For offshore applications, for example, it may be advantageous to specify the spring in UNS N06625, in order to avoid materials that may be prone to Stress Corrosion Cracking (SCC).
Other fittings that also requires attention are the ones related with injection points. There is no consensus in the valve world as to when to use them. Some argue that without them there is practically no options to save a leaking valve in the field, while others argue that they are only potential leak paths through the valve. One thing is sure: if you do want them, it is not enough to put a “Yes” beside the line saying “Injection points” in the data sheet. It is necessary to specify the model, the quantity and the location you want them. The recent revised S-562 provides valuable insight on this issue for ball valves.
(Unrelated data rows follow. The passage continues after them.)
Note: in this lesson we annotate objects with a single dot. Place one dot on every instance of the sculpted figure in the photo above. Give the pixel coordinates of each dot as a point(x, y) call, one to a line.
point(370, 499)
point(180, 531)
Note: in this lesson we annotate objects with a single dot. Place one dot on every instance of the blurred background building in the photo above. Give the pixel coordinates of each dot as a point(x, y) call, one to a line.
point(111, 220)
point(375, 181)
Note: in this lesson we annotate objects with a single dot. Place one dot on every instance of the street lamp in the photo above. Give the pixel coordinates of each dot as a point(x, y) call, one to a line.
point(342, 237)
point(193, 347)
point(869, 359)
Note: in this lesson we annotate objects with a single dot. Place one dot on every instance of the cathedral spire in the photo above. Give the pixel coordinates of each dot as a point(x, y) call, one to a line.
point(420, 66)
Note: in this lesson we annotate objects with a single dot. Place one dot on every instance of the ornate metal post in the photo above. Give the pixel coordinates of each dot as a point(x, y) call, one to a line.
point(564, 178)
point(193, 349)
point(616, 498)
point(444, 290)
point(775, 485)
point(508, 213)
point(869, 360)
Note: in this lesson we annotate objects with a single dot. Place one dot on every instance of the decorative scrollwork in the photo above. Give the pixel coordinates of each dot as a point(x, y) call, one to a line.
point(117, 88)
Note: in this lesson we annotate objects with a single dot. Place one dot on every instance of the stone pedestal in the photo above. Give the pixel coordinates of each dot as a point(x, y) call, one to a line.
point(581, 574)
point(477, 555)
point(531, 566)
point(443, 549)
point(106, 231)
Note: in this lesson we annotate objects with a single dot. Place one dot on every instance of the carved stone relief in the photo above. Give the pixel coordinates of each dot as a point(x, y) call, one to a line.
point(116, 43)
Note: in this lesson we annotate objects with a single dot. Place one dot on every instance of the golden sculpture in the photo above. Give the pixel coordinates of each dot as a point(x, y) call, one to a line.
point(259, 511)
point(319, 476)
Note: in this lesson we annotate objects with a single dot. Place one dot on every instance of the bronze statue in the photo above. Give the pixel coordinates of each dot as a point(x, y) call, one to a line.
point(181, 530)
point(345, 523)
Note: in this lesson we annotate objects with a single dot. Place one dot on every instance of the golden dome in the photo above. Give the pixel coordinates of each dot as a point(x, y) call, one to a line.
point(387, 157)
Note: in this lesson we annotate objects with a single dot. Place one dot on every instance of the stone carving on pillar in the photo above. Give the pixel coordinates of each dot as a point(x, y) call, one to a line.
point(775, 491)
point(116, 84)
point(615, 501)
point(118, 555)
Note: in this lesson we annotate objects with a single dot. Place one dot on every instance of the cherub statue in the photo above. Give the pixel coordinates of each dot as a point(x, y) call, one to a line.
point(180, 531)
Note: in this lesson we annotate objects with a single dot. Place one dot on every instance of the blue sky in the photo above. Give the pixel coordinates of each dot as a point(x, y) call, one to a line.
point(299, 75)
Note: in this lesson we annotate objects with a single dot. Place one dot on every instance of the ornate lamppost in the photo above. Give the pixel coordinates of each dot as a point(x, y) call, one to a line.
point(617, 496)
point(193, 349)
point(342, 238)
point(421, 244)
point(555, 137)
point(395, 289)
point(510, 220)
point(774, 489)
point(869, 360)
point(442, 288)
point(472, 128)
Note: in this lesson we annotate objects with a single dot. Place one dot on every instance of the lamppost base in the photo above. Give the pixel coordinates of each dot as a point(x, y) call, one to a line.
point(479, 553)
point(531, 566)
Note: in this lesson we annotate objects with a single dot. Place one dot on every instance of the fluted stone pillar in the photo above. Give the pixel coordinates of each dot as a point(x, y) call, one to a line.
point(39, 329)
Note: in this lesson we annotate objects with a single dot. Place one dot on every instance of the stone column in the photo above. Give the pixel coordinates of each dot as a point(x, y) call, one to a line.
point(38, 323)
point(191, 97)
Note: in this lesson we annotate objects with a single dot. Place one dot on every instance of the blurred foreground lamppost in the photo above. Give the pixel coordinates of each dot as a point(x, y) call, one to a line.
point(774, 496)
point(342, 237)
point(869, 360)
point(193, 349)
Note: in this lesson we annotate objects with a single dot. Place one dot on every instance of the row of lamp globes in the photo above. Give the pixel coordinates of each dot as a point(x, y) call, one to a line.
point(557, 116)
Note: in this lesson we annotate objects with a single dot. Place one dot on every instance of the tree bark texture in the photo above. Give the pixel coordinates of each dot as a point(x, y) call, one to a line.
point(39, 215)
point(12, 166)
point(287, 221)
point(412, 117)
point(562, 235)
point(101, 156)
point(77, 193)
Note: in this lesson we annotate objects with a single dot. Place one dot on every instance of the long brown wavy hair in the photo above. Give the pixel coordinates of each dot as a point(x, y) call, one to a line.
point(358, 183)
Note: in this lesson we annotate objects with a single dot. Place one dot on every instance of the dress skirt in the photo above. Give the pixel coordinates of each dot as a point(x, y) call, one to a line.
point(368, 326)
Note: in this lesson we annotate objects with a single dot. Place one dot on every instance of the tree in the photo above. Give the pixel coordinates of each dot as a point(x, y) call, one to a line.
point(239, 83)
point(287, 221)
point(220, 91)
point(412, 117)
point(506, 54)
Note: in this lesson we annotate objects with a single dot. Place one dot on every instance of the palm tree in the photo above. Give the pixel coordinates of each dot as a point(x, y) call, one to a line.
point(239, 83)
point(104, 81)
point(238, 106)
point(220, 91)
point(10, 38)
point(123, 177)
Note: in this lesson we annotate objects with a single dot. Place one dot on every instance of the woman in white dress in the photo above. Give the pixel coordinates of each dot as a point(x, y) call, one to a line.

Example #4 Process Conditions
If you are using carbon steel trunnion ball valves, it may be good idea to consider applying a Corrosion Resistant Alloy (CRA) overlay on seat pockets and stem sealing areas. That is because the seats in this valve model need to move in order to function properly. Sometimes the fluid process is not supposed to be corrosive, but there is always the possibility of a hydrostatic test or some stagnation condition during shutdown to provide a corrosive environment in this area. If lip seals are used, this is all the more critical, for they are extremely unforgiving to irregularities in the sealing surface (when compared to the traditional o’ring). Just to be clear, the advice here is to apply overlay only on the sealing areas! This is not the same, cost-wise, as to apply overlay on all the internal surface of the valve.
Example #5 Preservation
After a valve is delivered to the end user, it may be stored in a warehouse or it may be forwarded to a place near the location of installation. In the latter case, the facility may not have a covered area and the crate with the valve may be exposed to rain and sunlight for a period of time. Such is frequently the case on offshore plants, due to its lack of sufficient storage area. The standard packing procedure for the majority of valve manufacturers is not designed to withstand outdoor storage. When ordering a valve for this situation, it is good practice to discuss the matter with the supplier and see what field proven solutions can be arranged. Also, it is important to warn the maintenance team to not modify or be creative with a valve package that is already prepared for the outdoors.
These are just a few examples of situations that may arise when specifying a valve. Whether the valve is to be used in maintenance or a new project, it frequently pays to “dig deeper”. That is, to understand the application and the real conditions affecting the valve, starting with its delivery throughout its operational life. Remember, the smallest detail can become a huge money drain for just lack of a little more effort in the data sheet.
P.S. By the way, Mikhail Gorbachev only once replied to Mr. Reagan’s proverb. It was with a quote from the American philosopher Ralph Waldo Emerson “The reward of a thing well done is having done it.”